Dalam aksinya, tidak semua perusahaan memberhentikan operasi bisnis yang mereka lakukan secara total. Beberapa hanya menangguhkan, beberapa lainnya menghentikan operasinya di bidang tertentu dan tetap menjual komoditas lainnya. Salah satu perguruan tinggi di Amerika Serikat, Universitas Yale, berhasil mengkompilasi aksi kurang lebih 500 (lima ratus) perusahaan yang mengundurkan diri dari pasar Rusia dalam 5 (lima) kategori pengurangan operasi––withdrawal, suspension, scaling back, buying time, dan digging in. Withdrawal adalah pemberhentian operasi perusahaan secara total. Suspension adalah pembukaan opsi untuk keterlibatan kembali sembari membatasi operasi. Scaling back adalah pengurangan aktivitas di sektor bisnis tertentu sambil melanjutkan bisnis yang lain. Buying time adalah penundaan investasi sembari melanjutkan bisnis substantif. Digging in adalah penolakan untuk mengurangi aktivitas.  

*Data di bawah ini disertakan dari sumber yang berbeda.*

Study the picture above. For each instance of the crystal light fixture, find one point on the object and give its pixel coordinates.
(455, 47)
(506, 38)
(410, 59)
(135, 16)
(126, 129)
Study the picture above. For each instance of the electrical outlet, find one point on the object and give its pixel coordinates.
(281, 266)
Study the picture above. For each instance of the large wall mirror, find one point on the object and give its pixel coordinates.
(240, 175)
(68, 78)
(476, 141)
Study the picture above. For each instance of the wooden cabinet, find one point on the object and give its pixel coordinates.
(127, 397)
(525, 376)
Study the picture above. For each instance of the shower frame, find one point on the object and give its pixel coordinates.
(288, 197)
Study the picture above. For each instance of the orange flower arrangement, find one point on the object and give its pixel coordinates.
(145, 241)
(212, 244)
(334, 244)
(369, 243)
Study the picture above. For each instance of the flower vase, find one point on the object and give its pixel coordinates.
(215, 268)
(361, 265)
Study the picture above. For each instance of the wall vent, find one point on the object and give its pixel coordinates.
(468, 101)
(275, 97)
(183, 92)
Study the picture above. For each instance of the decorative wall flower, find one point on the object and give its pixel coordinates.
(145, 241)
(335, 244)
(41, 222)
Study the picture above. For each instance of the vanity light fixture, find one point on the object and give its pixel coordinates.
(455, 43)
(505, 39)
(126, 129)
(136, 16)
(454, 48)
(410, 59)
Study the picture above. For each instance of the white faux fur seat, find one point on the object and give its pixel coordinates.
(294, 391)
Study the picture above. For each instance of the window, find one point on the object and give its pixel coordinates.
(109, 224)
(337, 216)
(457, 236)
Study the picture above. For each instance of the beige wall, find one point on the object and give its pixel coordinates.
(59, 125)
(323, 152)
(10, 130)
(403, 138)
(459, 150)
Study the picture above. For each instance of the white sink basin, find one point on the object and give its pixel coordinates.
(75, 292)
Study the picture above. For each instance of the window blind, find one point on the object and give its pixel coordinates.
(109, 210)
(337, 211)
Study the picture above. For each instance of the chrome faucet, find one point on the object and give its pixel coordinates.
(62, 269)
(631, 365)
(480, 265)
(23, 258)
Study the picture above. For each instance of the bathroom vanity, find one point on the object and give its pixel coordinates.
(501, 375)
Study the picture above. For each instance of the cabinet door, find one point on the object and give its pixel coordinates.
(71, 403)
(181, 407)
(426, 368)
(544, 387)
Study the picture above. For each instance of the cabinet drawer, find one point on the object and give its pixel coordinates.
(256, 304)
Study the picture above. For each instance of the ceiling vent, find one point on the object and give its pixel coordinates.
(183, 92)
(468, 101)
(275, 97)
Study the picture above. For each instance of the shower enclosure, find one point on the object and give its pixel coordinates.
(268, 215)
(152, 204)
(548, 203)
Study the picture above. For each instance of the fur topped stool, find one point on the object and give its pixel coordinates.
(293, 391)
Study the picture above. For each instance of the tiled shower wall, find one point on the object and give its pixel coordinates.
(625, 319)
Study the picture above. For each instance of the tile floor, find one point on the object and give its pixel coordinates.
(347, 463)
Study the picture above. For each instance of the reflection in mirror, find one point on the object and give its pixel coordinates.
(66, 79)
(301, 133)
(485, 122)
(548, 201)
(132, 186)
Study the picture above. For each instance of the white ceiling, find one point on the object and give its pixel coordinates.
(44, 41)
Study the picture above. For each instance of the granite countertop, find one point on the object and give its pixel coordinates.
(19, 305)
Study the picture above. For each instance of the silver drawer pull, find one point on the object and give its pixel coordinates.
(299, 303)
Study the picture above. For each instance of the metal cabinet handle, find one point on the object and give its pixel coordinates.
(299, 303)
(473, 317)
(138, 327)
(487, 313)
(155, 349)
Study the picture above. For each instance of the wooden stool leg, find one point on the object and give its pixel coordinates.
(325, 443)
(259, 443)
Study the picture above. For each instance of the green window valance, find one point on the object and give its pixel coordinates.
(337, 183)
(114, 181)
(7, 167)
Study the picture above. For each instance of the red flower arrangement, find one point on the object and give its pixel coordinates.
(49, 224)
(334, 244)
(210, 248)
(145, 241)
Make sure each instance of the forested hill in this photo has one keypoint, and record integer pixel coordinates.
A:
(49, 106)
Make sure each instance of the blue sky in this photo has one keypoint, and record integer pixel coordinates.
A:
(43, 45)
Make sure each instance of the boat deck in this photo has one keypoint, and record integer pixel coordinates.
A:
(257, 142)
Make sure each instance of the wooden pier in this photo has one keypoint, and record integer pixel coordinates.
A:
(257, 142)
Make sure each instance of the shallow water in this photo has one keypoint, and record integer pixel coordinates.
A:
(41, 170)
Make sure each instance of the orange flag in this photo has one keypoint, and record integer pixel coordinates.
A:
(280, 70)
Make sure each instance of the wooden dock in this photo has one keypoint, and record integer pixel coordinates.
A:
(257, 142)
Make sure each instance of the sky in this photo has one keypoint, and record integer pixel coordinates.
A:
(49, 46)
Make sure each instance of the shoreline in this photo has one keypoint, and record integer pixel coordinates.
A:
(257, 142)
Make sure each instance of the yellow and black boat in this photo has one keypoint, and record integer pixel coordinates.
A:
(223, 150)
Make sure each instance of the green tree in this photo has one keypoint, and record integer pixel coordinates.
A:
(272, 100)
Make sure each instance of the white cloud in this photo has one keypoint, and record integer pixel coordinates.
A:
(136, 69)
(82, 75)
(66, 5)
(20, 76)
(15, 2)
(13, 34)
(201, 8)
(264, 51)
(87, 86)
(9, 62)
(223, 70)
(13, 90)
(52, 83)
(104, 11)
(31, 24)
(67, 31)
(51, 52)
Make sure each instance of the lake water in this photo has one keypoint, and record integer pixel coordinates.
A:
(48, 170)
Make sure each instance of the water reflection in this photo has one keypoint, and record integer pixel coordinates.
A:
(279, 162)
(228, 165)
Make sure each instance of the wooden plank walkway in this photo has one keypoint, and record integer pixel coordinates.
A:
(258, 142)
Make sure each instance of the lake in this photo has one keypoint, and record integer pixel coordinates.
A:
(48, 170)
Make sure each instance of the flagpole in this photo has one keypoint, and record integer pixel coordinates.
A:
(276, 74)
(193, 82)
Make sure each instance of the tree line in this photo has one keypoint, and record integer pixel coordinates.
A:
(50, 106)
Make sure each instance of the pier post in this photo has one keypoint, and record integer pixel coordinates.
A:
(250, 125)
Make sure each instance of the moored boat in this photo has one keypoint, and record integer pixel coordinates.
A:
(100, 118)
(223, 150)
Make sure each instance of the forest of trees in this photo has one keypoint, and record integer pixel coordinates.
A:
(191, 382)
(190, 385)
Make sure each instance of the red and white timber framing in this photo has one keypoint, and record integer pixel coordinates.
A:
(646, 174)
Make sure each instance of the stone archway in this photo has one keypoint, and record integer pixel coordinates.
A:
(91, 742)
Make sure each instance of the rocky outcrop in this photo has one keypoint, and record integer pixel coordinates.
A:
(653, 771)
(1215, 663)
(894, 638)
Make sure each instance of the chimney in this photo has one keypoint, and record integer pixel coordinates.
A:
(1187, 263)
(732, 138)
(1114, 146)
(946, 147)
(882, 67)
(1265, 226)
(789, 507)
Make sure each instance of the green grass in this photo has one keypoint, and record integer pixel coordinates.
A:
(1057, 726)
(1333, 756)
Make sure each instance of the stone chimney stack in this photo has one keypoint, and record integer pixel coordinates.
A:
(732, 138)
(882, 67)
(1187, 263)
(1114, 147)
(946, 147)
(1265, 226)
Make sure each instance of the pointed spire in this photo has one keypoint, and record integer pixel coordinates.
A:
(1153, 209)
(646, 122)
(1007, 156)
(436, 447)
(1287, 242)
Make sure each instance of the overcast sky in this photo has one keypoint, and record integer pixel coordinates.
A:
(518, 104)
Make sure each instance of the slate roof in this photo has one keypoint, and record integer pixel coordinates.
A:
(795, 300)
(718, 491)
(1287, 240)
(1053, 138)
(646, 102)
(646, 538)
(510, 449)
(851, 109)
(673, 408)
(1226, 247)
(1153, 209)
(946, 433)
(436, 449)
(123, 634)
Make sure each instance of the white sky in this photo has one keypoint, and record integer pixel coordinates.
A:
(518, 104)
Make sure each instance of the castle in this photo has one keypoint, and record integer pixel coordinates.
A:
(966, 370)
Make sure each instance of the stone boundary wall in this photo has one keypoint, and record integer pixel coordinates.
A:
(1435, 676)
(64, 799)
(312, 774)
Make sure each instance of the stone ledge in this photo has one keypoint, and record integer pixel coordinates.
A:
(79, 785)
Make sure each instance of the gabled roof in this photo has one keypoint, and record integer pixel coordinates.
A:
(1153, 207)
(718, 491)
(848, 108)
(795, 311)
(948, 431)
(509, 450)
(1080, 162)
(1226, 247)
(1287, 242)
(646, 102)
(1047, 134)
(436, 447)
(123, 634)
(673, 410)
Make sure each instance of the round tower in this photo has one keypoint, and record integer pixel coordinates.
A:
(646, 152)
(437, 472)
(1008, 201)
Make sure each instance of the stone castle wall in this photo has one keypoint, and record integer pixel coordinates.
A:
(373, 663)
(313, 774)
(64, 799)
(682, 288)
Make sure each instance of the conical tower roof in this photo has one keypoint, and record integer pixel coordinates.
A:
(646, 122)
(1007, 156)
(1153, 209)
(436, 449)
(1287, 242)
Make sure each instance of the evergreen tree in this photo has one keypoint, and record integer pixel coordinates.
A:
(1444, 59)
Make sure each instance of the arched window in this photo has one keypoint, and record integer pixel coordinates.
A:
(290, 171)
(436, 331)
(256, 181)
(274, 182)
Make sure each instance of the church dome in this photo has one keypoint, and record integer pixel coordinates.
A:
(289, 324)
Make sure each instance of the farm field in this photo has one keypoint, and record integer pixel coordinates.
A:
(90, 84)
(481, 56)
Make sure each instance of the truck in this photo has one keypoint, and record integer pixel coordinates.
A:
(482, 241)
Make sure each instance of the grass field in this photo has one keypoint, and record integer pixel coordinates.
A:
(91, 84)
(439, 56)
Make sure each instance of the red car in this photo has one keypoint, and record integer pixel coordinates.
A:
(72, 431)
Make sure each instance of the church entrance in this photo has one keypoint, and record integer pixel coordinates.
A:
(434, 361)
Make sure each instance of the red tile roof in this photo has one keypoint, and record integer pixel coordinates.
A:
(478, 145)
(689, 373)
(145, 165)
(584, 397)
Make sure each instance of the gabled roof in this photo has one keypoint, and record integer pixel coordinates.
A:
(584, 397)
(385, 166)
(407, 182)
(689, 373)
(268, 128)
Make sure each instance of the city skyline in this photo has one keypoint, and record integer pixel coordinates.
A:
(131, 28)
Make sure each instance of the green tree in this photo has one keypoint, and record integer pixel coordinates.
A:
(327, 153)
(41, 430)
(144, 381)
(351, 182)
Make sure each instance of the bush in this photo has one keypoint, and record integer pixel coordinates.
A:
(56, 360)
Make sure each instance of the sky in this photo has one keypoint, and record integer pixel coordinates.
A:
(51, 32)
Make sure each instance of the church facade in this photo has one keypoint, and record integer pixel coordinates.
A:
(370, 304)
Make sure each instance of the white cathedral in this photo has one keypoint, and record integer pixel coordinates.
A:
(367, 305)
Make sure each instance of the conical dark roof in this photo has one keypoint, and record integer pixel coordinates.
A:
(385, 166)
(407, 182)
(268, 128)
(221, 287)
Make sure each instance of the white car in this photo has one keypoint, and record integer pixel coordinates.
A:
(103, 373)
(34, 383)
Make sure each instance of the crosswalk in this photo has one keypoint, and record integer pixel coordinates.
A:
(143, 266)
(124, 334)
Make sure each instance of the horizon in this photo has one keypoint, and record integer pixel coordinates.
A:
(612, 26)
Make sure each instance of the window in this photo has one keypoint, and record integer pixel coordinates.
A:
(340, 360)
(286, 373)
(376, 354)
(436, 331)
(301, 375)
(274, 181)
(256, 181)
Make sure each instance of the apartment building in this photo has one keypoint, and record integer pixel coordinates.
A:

McDonald's mengumumkan pada Selasa (8/3/22) bahwa 850 (delapan ratus lima puluh) outlet-nya di Rusia akan ditutup sementara yang berimbas pada munculnya jaringan gerai restoran lokal tiruan McDonalds di Rusia bernama Uncle Vanya. Starbucks melangkah lebih jauh dari McDonald's dengan menangguhkan semua aktivitas bisnis di Rusia, termasuk pengiriman produknya. Sementara itu, PepsiCo akan mengurangi penjualan produk minuman tetapi tetap menjual produk-produk pentingnya yang lain, seperti susu formula, susu, dan makanan bayi. Tentunya seluruh tindakan tersebut tidak dilakukan tanpa alasan. Menurut CEO PepsiCo, Ramon Laguarta, sebagai perusahaan food and beverages, aspek kemanusiaan harus diaplikasikan pada bisnis yang mereka jalankan. CEO McDonalds, Chris Kempczinski, menambahkan bahwa konflik di Ukraina dan krisis kemanusiaan di Eropa telah menyebabkan penderitaan hebat pada warga tidak bersalah yang oleh karenanya, perusahaannya akan bergabung untuk mengutuk agresi dan kekerasan serta berdoa untuk perdamaian. 

Di samping itu, beberapa perusahaan yang ragu untuk menangguhkan aktivitasnya harus berhadapan dengan dorongan dan desakan dari publik. Nestle yang berbasis di Swiss awalnya menolak untuk menghentikan aktivitas bisnisnya di Rusia, tetapi ketika muncul kampanye kesadaran publik yang diluncurkan secara daring dengan menampilkan cokelat batangan Nestle yang berlumuran darah, perusahaan tersebut kemudian mengumumkan bahwa mereka akan menangguhkan pekerjaannya di Rusia. Meski demikian, terdapat pula beberapa perusahaan lain yang bersikukuh untuk melanjutkan operasinya di Rusia, misalnya perusahaan ritel Prancis, Auchan, yang menentang opini publik dan menyatakan dengan tegas untuk tetap berada di Rusia serta beberapa bank dengan eksposur besar di Rusia yang juga mengabaikan eksodus ini.